Of the babies diagnosed with SCID, 81% had typical SCID, whereas 19% had leaky SCID. Referral centers that treat SCID have reported that about 50% of cases are due to mutations in the X chromosome-linked IL2RG gene, but the researchers found this mutation accounted for just 19% of cases across the 11 programs.
The participating newborn screening programs followed similar testing protocols of screening with a TREC test, followed by flow cytometry to enumerate T, B, and NK cells, along with naïve and memory phenotype T cells. However, the programs used different TREC cutoffs for instigating flow cytometry, and they also defined T-cell lymphopenia differently. For example, six programs defined significant T-cell lymphopenia as T-cell count <1,500/µL, whereas four used a cutoff of <2,500/µL, and one left the definition in the hands of individual immunologists. This led to varying false-positive rates, ranging from 0% to 82%.
The researchers called this lack of uniformity in assay methodology and rules a “major limitation” of their study.
Of the babies diagnosed with SCID, 48 received immunity-restoring therapies, including hematopoietic cell transplants, gene correction of IL2RG and ADA defects, or adenosine deaminase enzyme injection therapy. Overall, 87% of SCID babies survived, including 92% of those who were treated.
Fasting Not Necessary for Lipid Test Measurements
New research casts doubt on the long-standing practice of collecting fasting blood samples for lipid measurements, according to the authors (Circulation 2014;130:546–53).

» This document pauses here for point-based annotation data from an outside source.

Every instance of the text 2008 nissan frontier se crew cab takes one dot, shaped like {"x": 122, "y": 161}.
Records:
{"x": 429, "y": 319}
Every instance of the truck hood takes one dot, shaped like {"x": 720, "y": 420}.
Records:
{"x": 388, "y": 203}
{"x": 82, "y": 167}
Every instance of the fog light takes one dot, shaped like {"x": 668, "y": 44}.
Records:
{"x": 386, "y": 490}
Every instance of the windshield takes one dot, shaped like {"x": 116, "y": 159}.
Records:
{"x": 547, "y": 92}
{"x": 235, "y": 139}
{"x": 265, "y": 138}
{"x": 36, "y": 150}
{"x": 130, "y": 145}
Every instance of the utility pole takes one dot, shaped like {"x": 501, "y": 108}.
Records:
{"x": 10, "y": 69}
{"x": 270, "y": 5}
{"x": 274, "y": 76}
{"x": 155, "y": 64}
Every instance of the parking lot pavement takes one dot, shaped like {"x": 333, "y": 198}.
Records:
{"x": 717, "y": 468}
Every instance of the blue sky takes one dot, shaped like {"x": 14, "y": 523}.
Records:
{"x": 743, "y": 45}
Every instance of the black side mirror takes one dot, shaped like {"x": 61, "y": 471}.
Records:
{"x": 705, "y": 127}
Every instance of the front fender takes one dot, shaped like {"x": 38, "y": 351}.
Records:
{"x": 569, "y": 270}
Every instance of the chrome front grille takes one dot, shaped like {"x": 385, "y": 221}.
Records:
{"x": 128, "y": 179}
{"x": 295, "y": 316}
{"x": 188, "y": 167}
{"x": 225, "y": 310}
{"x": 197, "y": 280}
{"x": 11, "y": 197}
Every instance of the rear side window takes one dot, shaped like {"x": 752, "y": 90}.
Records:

The investigators used samples collected and survey information taken between 1988–1994 for the National Health Examination and Nutrition Survey (NHANES) III. The researchers analyzed data from 16,161 NHANES-III participants, stratified it on the basis of participants’ fasting status at the time of phlebotomy, and followed the participants for a mean of 14 years.
They matched 4,299 pairs of participants based on fasting status of more or less than 8 hours, and conducted sensitivity analyses at 5, 10, and 15 years of follow-up to assess whether fasting status varied by length of follow-up. The authors also stratified participants by tertiles based on their low-density lipoprotein-cholesterol (LDL-C) levels, with those in the first tertile with LDL-C <100 mg/dL serving as the reference group.
In looking at the primary and secondary outcome measures of all-cause and cardiovascular mortality the authors found similar prognostic value associated with fasting LDL-C as with non-fasting LDL-C (all-cause mortality C-statistic 0.59 versus 0.58, respectively; cardiovascular mortality C-statistic 0.62 versus 0.62, respectively). The researchers saw similar results for triglyceride and total cholesterol measurements.
Based on these findings and in consideration of non-fasting LDL-C measurement being more convenient for patients, the authors called on national and international bodies to reconsider the need for fasting LDL-C sample collection.